David stood. He adjusted the blanket over his shoulders and gripped the edges over his chest. He glanced toward the soldiers. Two more had joined them, and they were watching the boys.
He pretended to help Xander stand. “Let’s find the doctor and get out of here.”
CHAPTER
thirty - one
“Try this one.” Xander pointed his thumb at the tent with the waiting room stones.
David flipped open the flap. Four soldiers sat or lay on tables. One of them was getting his arm stitched. A nurse tugged at the thread. She stopped to address David. “Life threatening?”

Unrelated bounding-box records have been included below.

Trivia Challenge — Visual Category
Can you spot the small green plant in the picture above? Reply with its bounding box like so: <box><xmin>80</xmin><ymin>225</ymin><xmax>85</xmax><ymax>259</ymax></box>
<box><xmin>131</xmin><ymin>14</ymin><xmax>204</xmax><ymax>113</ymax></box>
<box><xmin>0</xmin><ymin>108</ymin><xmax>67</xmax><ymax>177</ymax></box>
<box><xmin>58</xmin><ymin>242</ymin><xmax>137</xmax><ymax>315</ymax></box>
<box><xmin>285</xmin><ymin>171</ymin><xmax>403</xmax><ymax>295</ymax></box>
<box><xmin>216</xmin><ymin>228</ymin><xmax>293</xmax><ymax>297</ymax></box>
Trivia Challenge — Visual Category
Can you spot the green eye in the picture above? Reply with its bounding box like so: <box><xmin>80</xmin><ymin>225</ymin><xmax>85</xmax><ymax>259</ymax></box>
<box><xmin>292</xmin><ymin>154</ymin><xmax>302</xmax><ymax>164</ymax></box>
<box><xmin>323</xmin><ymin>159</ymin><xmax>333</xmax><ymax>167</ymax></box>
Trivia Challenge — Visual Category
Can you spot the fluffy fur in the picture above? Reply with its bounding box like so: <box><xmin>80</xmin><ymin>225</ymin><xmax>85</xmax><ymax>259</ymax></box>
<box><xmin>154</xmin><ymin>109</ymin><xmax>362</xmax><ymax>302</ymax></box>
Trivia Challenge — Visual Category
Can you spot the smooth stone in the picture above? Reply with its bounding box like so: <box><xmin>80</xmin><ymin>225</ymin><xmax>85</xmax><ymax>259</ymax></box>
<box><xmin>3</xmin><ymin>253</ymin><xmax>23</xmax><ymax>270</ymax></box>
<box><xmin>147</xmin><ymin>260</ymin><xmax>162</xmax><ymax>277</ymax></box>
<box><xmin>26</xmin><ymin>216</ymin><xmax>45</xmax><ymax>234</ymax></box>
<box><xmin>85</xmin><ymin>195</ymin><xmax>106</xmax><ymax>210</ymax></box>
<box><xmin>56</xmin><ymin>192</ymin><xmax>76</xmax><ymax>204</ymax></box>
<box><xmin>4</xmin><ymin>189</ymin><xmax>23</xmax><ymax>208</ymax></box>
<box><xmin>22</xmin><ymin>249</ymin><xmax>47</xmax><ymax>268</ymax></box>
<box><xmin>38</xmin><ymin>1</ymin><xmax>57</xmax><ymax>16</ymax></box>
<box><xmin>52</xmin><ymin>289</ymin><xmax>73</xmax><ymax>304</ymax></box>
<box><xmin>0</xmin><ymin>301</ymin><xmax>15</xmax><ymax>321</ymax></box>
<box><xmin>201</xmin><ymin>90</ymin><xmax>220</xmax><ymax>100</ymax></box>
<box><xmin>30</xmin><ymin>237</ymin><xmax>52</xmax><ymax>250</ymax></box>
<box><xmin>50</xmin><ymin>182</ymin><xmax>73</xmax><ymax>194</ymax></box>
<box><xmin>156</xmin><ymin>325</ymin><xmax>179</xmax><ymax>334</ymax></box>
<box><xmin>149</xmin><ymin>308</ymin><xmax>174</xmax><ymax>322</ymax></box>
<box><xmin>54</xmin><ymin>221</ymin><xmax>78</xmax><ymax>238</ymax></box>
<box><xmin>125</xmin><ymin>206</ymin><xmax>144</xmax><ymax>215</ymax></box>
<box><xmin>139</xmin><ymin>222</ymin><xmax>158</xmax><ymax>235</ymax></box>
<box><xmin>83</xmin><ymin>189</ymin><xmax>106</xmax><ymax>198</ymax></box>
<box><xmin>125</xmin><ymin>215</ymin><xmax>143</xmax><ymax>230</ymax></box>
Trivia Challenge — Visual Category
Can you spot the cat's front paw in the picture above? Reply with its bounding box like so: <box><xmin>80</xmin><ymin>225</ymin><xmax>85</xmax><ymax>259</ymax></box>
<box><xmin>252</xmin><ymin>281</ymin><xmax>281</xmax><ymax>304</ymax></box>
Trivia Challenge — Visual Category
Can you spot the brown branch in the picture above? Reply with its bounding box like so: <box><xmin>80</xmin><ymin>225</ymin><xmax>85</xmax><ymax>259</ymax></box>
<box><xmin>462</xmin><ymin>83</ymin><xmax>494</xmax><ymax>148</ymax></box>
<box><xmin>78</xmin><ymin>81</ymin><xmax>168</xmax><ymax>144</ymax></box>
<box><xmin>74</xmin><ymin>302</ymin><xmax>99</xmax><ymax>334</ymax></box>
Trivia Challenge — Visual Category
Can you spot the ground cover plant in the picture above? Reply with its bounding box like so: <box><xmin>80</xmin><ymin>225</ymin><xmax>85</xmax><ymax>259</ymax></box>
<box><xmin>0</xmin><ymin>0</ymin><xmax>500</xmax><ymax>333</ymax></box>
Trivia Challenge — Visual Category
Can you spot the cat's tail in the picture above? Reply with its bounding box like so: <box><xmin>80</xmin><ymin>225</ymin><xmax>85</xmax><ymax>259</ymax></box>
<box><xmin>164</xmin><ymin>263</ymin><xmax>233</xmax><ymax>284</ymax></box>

“No, sorry.” He backed out. “Come on,” he told Xander. He went to the next tent and peeked in. A man was sitting on a cot, slipping a leg into a pair of pants. David said, “Excuse me.”
From outside the next tent in line, he heard a man screaming. He turned to Xander, who was watching the soldiers at the head of the camp. “This is it!”
“Hurry.”
David pushed through. A man lay on a table, convulsing.
Blood jutted from a wound in his neck. His screams became gurgles. A woman in a nurse’s hat and blood-covered smock pressed a cloth to another injury in the man’s chest. She looked up quickly.
“Boy!” she yelled. “You must fetch Dr. Scott. Two tents down. Hurry!” Her head gestured toward the rear of the camp.
“Got it!” he said, and ran out. He hooked right and shot to the second tent over. He threw open the flap and stomped in. “Dr. Scott!” he yelled.
Men occupied six cots. Bandages covered various parts of their bodies. A nurse knelt close to one. She was holding a spoon to his lips and whispering to him. Her back was to David, but something about her sent an icy-footed centipede scampering up his spine. He froze in place, watching her try to coax the man into taking a bite.
“Dr. Scott is not here!”
The woman’s voice jarred David out of his trance. Another nurse sat on a cot on the opposite side. She held a folded cloth to a patient’s head and was staring at David.
He said, “But . . . we need him!”
“He left ten minutes ago,” the nurse said. “I don’t know where he went.”
He pushed out of the tent.
“Can we go now?” Xander said.
“He wasn’t there,” David said. He ran back to the tent with the severely injured soldier.
“He’s not there!” he yelled at the nurse. “Where is he?”
“I don’t know!” She closed her eyes and shook her head. When her eyes opened, they pierced David. “Try his quarters,” she said. “Last tent on the left.”
He spun out of the tent. The blanket snagged on the flap and slipped off his shoulders. He didn’t stop to retrieve it.
Behind him, the nurse yelled, “Tell him it’s Major Rawlins!”
Xander grabbed his arm. “Don’t run,” he said, and looked toward the front of the camp. A group of about ten soldiers had gathered. All of them had eyes turned on the boys.
“Great,” David said. “Stay here so it doesn’t look like we’re escaping.” As fast as he dared, he walked to the last tent on the other side. “Dr. Scott?” he said and pushed the flap asid
e. A man with a trimmed silver beard rested on a cot. A bloody smock lay crumpled on the dirt floor next to him. His left arm was draped over his eyes.